Vogel and others have argued that standard toxicology methods for determining whether a substance is safe need to be reassessed, with more emphasis on low-dose studies and more attention to subtle effects beyond death, malformation, and cancer. In a 2001 report on low-dose studies, the NTP found that “the current testing paradigm used for assessments of reproductive and developmental toxicity should be revisited to see if changes are needed regarding dose selection, animal model selection, age when animals are evaluated, and the end points being measured” following exposure to hormone-mimicking agents.

Borgert said that while there have been hundreds of low-dose studies on BPA, there has not always been a consistency of approach. There are different species and strains of rodents involved, and there remain questions about how the species actually relate to human beings. “Mice aren’t rats,” Borgert said, “and rats aren’t little people.”

Mark Duvall

Mark Duvall, an attorney with Beveridge & Diamond PC, a firm specializing in environmental law, said scientists are performing a valuable public service when they do hypothesize about the potential risks of exposure to chemicals, even when all the evidence is not in.
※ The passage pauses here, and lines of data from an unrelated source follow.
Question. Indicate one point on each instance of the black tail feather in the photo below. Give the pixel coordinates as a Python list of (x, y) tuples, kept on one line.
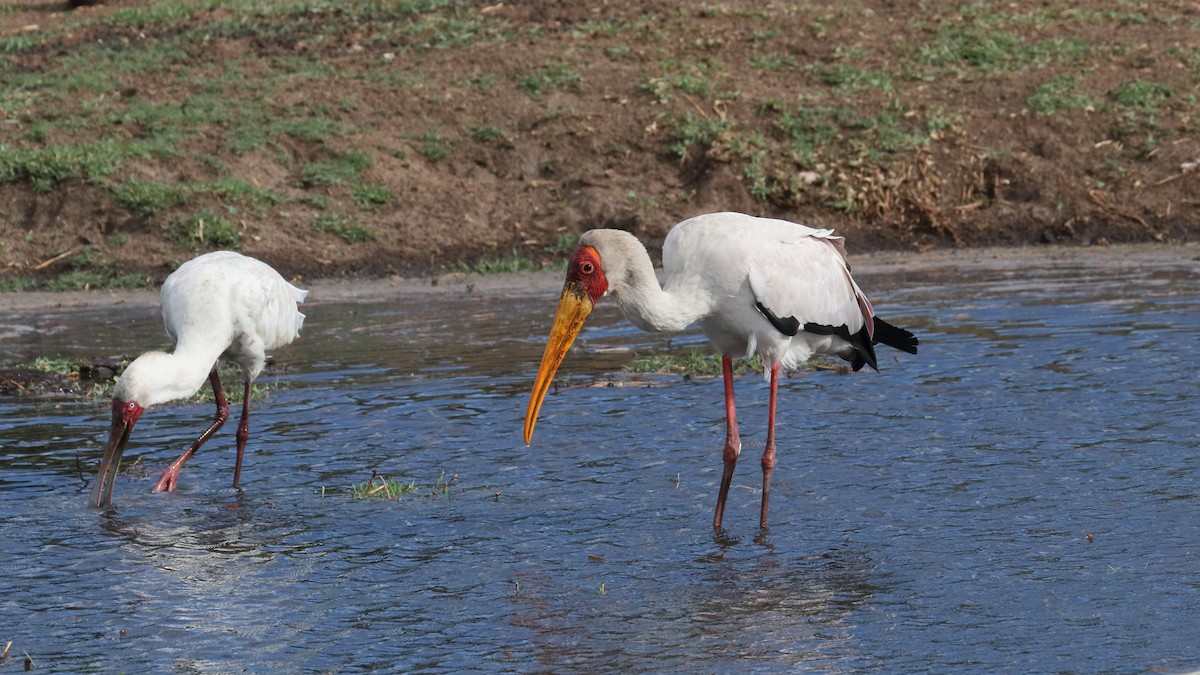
[(893, 336)]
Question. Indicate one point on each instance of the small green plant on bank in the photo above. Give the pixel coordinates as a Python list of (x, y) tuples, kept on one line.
[(547, 78), (511, 263), (205, 231), (351, 232)]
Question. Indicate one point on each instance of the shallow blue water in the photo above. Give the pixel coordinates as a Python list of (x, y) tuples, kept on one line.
[(928, 518)]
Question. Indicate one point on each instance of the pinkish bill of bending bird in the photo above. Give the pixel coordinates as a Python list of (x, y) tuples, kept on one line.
[(754, 286), (216, 305)]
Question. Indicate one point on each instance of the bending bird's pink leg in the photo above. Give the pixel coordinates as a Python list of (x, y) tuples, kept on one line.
[(768, 455), (732, 443), (171, 477), (243, 432)]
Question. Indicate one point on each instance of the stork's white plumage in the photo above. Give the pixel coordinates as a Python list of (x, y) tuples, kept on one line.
[(754, 286), (216, 305)]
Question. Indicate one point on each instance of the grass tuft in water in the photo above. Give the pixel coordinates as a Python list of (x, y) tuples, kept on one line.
[(390, 489)]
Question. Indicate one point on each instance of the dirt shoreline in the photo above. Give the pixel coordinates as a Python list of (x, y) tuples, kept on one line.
[(364, 290)]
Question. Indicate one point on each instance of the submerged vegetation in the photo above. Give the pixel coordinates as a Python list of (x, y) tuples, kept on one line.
[(95, 380), (390, 489)]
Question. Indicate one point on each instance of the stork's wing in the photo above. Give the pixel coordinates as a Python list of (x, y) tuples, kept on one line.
[(274, 306), (805, 279)]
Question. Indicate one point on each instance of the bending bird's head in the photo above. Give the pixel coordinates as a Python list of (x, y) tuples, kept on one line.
[(586, 284)]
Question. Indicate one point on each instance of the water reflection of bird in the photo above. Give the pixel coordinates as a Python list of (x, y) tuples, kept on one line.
[(221, 304), (755, 286)]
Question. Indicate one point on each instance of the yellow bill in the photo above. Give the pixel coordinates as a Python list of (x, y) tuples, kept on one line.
[(574, 308)]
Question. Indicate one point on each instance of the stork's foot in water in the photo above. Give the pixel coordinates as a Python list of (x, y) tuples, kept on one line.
[(168, 481)]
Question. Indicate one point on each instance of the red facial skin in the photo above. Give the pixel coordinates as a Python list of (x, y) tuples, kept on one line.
[(125, 416), (585, 270), (130, 411)]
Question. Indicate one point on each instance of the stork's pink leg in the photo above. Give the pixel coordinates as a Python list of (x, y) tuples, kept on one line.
[(243, 432), (732, 443), (171, 477), (768, 455)]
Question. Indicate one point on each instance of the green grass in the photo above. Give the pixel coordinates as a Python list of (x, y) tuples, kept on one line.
[(337, 226), (149, 197), (550, 78), (204, 231), (17, 284), (511, 263), (45, 168), (491, 135), (370, 196), (341, 171), (1143, 95), (433, 147), (1061, 93)]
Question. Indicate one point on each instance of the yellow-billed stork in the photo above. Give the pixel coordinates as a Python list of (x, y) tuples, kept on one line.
[(216, 305), (754, 286)]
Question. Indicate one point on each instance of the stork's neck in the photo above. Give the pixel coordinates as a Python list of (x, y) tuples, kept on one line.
[(649, 306), (157, 377)]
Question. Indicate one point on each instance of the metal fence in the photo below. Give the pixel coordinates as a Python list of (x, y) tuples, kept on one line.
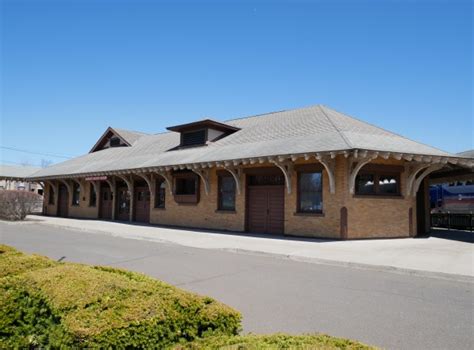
[(455, 221)]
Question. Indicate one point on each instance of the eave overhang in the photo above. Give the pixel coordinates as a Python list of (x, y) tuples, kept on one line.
[(355, 154)]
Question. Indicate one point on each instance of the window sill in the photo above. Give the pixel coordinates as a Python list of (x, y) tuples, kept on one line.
[(308, 214), (192, 199), (378, 196)]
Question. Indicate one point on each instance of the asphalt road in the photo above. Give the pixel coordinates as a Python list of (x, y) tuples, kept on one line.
[(274, 294)]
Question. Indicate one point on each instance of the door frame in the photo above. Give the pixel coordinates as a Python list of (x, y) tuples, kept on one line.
[(59, 201), (101, 209), (268, 172), (135, 199)]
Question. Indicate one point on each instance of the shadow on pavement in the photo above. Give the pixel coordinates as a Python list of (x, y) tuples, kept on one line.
[(453, 235)]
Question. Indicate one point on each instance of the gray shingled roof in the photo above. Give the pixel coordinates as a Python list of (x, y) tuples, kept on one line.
[(467, 154), (16, 171), (129, 135), (312, 129)]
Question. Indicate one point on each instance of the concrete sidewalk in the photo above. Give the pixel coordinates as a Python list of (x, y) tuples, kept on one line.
[(428, 256)]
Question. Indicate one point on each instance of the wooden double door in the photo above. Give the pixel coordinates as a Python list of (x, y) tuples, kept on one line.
[(105, 202), (266, 209), (142, 204), (63, 201)]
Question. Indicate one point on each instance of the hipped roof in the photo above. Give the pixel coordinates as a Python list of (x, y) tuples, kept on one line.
[(312, 129)]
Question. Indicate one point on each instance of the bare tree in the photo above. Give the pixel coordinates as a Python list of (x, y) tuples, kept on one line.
[(46, 163), (16, 205)]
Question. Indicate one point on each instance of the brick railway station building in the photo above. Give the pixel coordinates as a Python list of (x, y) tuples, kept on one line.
[(307, 172)]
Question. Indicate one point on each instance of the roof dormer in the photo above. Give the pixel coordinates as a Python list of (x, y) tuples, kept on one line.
[(202, 132), (113, 137)]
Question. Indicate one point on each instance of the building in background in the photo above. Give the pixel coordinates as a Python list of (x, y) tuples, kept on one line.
[(455, 196), (14, 178)]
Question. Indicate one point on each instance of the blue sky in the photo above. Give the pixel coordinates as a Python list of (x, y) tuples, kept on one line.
[(72, 68)]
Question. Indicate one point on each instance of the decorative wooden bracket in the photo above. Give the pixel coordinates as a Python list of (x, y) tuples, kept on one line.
[(149, 180), (128, 181), (81, 187), (54, 185), (426, 172), (412, 172), (329, 164), (357, 166), (111, 184), (237, 175), (287, 169), (68, 186), (168, 179), (204, 175)]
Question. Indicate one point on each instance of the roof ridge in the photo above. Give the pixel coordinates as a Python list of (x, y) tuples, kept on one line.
[(258, 115), (346, 140), (134, 131), (388, 131)]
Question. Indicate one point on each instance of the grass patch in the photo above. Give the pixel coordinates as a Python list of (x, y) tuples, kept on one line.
[(274, 342), (49, 304)]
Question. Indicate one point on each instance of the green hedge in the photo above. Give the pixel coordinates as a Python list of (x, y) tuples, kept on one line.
[(273, 342), (49, 304)]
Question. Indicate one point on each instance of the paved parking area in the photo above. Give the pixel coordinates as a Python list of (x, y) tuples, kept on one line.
[(442, 253), (277, 294)]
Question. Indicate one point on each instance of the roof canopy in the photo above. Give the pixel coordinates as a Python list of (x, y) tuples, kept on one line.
[(316, 129)]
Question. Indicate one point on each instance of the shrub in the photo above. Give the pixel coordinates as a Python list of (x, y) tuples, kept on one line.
[(16, 205), (49, 304), (274, 342)]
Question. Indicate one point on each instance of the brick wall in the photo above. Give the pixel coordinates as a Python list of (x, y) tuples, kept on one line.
[(367, 217)]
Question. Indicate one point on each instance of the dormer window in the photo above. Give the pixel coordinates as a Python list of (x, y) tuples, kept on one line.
[(201, 132), (115, 142), (193, 138)]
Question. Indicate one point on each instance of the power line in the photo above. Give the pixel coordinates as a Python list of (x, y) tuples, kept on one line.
[(37, 153), (19, 163)]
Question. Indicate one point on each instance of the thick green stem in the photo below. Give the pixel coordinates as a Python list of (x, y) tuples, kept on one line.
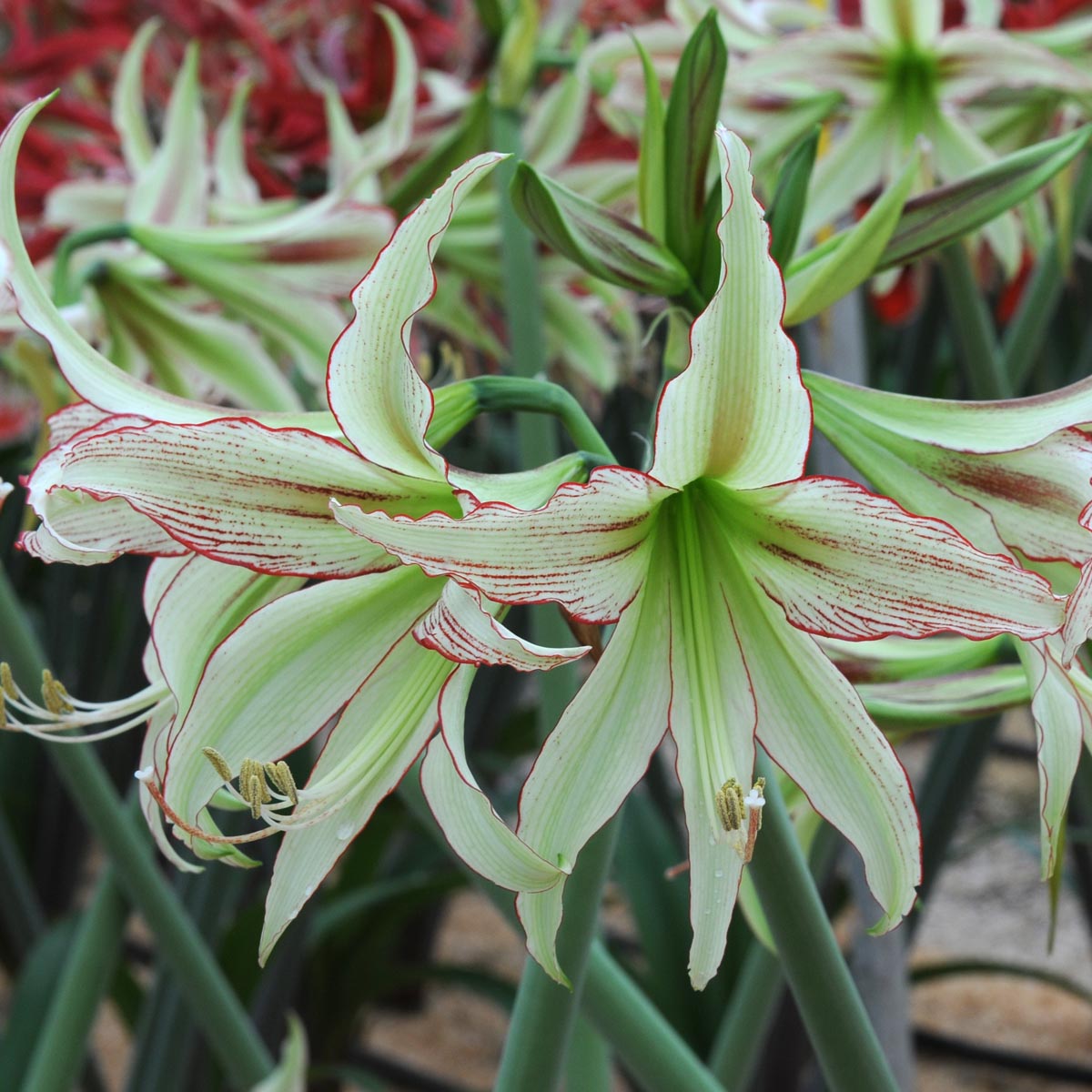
[(1040, 300), (973, 327), (59, 1046), (545, 1014), (651, 1049), (845, 1046), (64, 289), (513, 393), (214, 1004)]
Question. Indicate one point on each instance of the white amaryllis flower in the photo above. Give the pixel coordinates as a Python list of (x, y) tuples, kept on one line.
[(370, 643), (901, 76), (1014, 478), (721, 565)]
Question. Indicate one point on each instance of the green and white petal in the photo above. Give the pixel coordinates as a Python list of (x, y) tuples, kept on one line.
[(173, 187), (90, 374), (1062, 708), (813, 724), (713, 722), (380, 733), (461, 629), (599, 751), (290, 666), (849, 563), (904, 22), (463, 812), (583, 550), (740, 410), (381, 402), (962, 426), (244, 494)]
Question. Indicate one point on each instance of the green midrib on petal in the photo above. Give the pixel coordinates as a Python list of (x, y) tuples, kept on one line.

And regulators often act in the face of uncertain science, he said.

“The regulator takes science, often times conflicting science, and other factors, applies it against the regulatory and statutory standards and, in the presence of uncertainty, makes a regulatory decision,” Duvall said. “That has to withstand judicial review and that’s a big challenge.” The decisions are sometimes struck down by courts because “there wasn’t a strong enough evidentiary basis,” he added.

Moreover, Congress sometimes bypasses the regulatory process altogether. Duvall cited a 2008 example in which Congress passed the Consumer Product Safety Improvement Act, which bans lead and several phthalates from toys. “Congress stepped in and short-circuited the regulatory process,” he said.

Often at issue in the political realm is whether and how to apply the precautionary principle, which holds that steps should be taken to control exposure to a chemical in the absence of a scientific consensus that it poses a risk to human health. Under the current regulatory system, critics say, a chemical is essentially innocent until proved guilty. They argue that, under the precautionary principle, manufacturers should be required to prove that a product is safe before it can enter the market.

The European Chemicals Agency has used the precautionary principle to justify policy decisions where there is a substantial degree of complexity and uncertainty about the data. The scientific evidence, Vogel said, may not prove cause-and-effect, but some action still may be justified to reduce risk or prevent harm in human populations, particularly when there is exposure to multiple chemicals whose interactions may be poorly understood.

Duvall said the precautionary principle also was used by the city of San Francisco when it passed an ordinance—later repealed—that banned childcare products and toys containing BPA. Canadian authorities also used the principle in proposing to ban baby bottles with BPA, he said. Legislation introduced by Democrats in the U.S. Congress to overhaul the Toxic Substances Control Act also embraces the precautionary principle, Duvall said. When proof of no harm is lacking, the legislation would require regulators to use caution.

Borgert said science cannot offer the sort of ironclad proof that legislators might prefer.. “I can’t prove the negative, not just for BPA but for scores of chemicals,” he said. And while results of ongoing BPA studies may raise concerns, he said, researchers too often “are failing to distinguish what is demonstrable on the basis of validated science and what we can merely hypothesize.”